Possibly a part one. Depends if I can think of more or not. Obviously our city needs some help with the following:

1. When driving, keep in mind that the turn signal is there for a reason. It is not there for decoration, nor is it there to play around with. You, the driver, are supposed to use it. I know, it's a wild concept, but bear with me as I break even more scandalous news to you: There are specific cases in which the turn signal is to be used! I know, I know, it's shocking, but here's the deal -- whenever you're about to turn, either right or left, or whenever you want to change lanes, you are supposed to use the turn signal to indicate which side/lane you want to turn onto or into, the right or the left, before you actually do it. That way all the other drivers around you know what it is you're going to do before you actually do it.

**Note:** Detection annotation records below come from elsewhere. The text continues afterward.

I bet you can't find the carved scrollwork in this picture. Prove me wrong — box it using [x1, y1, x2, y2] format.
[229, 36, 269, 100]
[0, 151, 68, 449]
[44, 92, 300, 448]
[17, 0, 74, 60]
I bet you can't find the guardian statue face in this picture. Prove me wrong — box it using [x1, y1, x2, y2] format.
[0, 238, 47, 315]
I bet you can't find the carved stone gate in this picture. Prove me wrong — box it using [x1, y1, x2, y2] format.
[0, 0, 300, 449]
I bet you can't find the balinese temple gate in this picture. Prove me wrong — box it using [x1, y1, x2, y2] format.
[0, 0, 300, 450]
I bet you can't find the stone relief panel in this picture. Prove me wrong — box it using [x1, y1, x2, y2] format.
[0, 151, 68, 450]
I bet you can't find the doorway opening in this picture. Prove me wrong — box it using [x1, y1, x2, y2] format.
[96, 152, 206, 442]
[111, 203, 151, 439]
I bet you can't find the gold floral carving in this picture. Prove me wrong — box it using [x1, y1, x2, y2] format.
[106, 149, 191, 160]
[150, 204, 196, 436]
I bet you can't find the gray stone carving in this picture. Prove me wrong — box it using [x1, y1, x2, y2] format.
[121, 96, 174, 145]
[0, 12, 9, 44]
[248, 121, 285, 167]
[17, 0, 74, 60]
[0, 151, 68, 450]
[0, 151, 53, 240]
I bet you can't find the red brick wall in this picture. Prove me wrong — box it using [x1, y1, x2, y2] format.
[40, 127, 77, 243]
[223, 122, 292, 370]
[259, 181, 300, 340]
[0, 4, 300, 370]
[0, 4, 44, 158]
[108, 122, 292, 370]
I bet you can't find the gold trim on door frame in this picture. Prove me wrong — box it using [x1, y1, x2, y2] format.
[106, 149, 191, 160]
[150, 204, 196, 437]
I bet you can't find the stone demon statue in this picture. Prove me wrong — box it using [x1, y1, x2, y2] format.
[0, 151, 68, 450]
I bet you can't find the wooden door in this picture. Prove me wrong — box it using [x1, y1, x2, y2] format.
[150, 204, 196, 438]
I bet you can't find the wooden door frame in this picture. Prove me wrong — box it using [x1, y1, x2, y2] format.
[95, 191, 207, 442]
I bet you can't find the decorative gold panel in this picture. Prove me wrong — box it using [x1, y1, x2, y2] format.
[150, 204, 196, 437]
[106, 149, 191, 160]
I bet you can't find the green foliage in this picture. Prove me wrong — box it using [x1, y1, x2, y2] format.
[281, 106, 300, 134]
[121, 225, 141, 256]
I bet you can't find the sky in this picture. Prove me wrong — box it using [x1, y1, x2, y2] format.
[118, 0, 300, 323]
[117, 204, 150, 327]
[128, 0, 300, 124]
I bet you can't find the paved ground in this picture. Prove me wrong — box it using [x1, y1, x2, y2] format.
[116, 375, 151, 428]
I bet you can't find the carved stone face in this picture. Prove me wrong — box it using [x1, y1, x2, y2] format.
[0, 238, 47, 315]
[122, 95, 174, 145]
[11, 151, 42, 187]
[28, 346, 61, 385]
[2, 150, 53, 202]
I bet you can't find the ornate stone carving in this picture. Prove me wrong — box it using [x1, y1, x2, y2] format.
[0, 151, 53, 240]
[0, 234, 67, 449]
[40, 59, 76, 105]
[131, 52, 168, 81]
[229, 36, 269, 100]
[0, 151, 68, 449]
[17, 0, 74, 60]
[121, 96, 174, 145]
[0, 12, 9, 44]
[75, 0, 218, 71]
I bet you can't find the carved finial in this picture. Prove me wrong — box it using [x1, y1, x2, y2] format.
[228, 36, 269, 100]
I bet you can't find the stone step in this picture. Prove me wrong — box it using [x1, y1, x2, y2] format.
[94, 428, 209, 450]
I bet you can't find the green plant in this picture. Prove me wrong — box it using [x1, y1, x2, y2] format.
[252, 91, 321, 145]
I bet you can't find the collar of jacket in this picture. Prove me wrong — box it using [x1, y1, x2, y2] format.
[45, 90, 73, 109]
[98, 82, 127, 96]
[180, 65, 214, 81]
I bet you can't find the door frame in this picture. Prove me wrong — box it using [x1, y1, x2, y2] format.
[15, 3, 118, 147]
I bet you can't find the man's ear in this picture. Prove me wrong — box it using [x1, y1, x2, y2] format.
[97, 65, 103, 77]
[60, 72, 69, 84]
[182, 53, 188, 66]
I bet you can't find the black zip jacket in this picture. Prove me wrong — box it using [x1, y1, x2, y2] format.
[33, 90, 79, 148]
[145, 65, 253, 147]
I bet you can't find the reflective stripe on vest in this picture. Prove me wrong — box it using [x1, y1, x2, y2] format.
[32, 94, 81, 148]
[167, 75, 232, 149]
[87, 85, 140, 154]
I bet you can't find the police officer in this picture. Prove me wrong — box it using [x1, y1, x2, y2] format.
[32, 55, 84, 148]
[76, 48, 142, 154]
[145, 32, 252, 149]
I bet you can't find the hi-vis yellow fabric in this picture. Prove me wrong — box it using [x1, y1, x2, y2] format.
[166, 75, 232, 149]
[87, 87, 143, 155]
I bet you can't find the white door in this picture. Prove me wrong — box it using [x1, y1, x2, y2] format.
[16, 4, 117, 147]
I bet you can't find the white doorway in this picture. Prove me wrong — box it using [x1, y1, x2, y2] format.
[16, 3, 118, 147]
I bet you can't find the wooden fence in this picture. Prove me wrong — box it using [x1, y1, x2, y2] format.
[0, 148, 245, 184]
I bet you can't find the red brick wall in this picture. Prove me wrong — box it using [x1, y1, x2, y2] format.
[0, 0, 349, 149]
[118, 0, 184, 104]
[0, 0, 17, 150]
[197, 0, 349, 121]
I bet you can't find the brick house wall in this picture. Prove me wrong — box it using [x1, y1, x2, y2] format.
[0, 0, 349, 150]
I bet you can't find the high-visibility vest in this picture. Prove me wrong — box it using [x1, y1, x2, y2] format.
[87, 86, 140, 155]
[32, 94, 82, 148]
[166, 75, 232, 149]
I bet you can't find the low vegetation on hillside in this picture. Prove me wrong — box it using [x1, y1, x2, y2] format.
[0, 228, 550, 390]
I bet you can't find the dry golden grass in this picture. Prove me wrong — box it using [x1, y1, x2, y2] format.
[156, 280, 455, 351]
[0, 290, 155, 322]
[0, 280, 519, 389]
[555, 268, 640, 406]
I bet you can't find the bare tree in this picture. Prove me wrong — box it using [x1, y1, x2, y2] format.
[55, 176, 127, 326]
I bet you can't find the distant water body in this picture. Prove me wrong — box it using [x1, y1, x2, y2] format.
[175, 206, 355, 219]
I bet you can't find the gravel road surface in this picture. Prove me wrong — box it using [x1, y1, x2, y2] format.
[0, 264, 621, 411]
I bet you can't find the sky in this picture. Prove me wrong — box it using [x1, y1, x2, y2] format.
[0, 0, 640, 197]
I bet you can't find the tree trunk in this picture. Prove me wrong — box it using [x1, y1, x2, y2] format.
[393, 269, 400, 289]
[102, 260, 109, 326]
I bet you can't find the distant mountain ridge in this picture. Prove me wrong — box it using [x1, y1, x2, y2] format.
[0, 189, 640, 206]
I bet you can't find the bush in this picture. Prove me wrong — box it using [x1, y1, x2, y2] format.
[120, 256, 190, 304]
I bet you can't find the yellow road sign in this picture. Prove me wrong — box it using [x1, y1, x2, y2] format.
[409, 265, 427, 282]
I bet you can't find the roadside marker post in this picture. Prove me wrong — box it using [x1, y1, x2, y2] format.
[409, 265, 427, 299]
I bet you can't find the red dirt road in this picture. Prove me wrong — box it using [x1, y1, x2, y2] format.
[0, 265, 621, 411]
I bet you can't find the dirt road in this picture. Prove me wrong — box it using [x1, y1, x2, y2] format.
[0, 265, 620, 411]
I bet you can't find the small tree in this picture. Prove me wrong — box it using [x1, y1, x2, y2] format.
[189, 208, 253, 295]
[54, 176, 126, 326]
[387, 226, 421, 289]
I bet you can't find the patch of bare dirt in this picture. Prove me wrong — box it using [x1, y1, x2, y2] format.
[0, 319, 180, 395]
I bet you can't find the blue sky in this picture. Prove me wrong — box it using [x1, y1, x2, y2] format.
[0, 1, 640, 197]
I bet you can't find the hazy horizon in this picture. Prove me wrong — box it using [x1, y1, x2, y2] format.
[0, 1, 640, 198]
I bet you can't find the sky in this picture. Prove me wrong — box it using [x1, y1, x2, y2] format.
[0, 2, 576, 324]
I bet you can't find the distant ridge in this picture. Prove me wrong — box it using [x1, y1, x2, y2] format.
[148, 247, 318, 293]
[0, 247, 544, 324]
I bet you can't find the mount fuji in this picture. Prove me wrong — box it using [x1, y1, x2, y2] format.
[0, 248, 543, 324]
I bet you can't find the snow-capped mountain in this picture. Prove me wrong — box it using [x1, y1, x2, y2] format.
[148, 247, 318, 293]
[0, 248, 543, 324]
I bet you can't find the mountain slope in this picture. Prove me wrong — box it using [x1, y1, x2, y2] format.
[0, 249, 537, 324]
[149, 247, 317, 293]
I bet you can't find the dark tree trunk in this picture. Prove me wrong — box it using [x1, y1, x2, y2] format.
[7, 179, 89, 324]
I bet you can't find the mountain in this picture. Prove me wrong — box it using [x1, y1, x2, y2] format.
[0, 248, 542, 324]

2. Another shocking concept is this: There actually exists a "slow" and a "fast" lane on roads that consist of more than one lane. Let me help you out here just in case you've never heard of this before -- if you are on the left or "inner" lane (according to my mom it's the "inner" lane), you are supposed to go fast, and if you are on the right or "outer" lane, you are supposed to go slower. (Though not too slow, not if there isn't a lot of traffic around.) If you cannot bear the thought of going over 40 miles per hour, by all means stick to the right lanes of all main thoroughfares unless you need to turn left, and even then only switch over when you see the need for you to. Also, even though you're in the "slow" lane, don't take up half a minute just to turn right. Little old ladies with arthritic hands and joints don't even take but (usually) five seconds to turn, so any more than that is inexcusable unless, once again, unavoidable traffic tieups prohibit you from going any faster.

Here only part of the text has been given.